In the event of any change in the number or kind of our outstanding common shares by reason of a stock dividend, stock split, recapitalization, combination, subdivision, rights issuance or other similar corporate change, the Board of the Committee shall make such adjustment in the number of common shares that may be issued under the Option Plan, and the number of common shares subject to, and the exercise price of, each then-outstanding option, as it, in its sole discretion, deems appropriate.

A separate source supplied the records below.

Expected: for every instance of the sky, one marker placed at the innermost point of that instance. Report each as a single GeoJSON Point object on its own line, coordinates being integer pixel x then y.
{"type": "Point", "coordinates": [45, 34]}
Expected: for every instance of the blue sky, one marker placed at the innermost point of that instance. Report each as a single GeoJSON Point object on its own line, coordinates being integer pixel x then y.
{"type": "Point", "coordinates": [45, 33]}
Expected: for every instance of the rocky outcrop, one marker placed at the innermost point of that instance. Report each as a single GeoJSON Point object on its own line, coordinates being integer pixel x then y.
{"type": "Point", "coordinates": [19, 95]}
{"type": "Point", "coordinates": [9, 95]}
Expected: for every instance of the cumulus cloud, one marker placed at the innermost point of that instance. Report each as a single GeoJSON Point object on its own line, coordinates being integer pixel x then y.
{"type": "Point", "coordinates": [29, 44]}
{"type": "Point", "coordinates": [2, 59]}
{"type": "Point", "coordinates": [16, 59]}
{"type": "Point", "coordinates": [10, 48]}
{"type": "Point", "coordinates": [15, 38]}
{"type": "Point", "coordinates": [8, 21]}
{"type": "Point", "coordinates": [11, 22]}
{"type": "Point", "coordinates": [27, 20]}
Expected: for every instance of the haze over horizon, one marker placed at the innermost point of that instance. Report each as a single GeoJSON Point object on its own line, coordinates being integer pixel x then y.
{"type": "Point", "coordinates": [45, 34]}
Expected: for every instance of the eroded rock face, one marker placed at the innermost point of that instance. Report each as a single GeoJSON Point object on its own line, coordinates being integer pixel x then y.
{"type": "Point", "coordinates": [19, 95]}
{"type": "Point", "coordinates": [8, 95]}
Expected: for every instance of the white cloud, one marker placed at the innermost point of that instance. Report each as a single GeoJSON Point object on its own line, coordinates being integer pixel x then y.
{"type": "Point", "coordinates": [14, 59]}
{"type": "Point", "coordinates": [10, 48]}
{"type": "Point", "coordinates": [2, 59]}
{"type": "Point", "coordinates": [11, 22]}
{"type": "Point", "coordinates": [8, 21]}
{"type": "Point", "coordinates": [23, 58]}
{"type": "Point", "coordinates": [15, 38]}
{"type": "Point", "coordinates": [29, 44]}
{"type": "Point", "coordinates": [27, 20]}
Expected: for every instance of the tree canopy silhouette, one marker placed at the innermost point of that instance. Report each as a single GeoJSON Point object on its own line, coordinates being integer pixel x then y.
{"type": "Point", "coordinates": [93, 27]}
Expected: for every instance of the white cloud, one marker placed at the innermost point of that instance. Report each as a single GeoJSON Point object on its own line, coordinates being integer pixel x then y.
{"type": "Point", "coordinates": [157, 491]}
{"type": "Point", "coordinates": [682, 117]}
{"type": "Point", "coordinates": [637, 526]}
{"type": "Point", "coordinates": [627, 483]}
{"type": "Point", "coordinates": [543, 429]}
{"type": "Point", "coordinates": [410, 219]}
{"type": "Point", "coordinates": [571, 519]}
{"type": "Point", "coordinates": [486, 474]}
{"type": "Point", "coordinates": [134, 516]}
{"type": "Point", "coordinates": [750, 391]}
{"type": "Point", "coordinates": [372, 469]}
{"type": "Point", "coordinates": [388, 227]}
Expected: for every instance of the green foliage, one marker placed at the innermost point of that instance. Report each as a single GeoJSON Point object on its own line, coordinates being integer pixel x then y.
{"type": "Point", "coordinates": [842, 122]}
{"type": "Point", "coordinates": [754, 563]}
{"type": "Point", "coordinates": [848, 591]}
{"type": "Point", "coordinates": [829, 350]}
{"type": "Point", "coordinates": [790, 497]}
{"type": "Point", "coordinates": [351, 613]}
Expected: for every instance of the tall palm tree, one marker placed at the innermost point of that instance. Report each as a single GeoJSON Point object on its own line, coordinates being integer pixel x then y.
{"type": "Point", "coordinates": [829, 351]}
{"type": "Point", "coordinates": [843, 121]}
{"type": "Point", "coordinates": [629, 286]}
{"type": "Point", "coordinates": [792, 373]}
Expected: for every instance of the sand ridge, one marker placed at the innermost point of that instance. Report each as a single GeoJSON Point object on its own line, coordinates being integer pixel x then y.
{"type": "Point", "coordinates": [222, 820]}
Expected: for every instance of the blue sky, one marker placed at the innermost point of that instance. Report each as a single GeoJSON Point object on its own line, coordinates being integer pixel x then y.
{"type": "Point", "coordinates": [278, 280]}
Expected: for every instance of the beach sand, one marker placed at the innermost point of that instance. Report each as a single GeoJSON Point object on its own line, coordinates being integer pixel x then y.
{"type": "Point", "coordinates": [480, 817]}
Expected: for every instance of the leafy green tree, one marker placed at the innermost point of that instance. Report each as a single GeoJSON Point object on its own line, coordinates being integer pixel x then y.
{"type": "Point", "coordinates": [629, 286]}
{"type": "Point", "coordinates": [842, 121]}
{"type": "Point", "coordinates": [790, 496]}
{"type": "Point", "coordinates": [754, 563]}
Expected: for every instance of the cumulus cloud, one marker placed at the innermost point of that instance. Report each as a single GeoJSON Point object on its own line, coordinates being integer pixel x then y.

Amendment or Discontinuance


The Board may amend or discontinue the Option Plan, provided that no amendment may, without an optionee's consent, materially and adversely effect any rights under any option previously granted to the optionee under the Option Plan.  Additionally, the approval of our shareholders is required for any amendment that would:


·

increase or decrease the number of common shares that may be issued under the Option Plan; or


·

materially modify the requirements as to eligibility for participation  in the Option Plan.


Tax Treatment of Options


Incentive stock options granted under the Option Planexecutive compensation program are intended to be qualified incentive stock options under the provisions of Section 422 of the Code.  All other options granted under the Option Plan are non-qualified options not entitled to special tax treatment under Section 422 of the Code.  Generally, the grant of an incentive stock option will not result in taxable income for income tax purposes to the optionee at the time of the grant, and we will not be entitled to an income tax deduction at such time.  Generally, the grant of non-qualified options will not result in taxable income to the optionee at the time of the grant and we will not be entitled to an income tax deduction at such time.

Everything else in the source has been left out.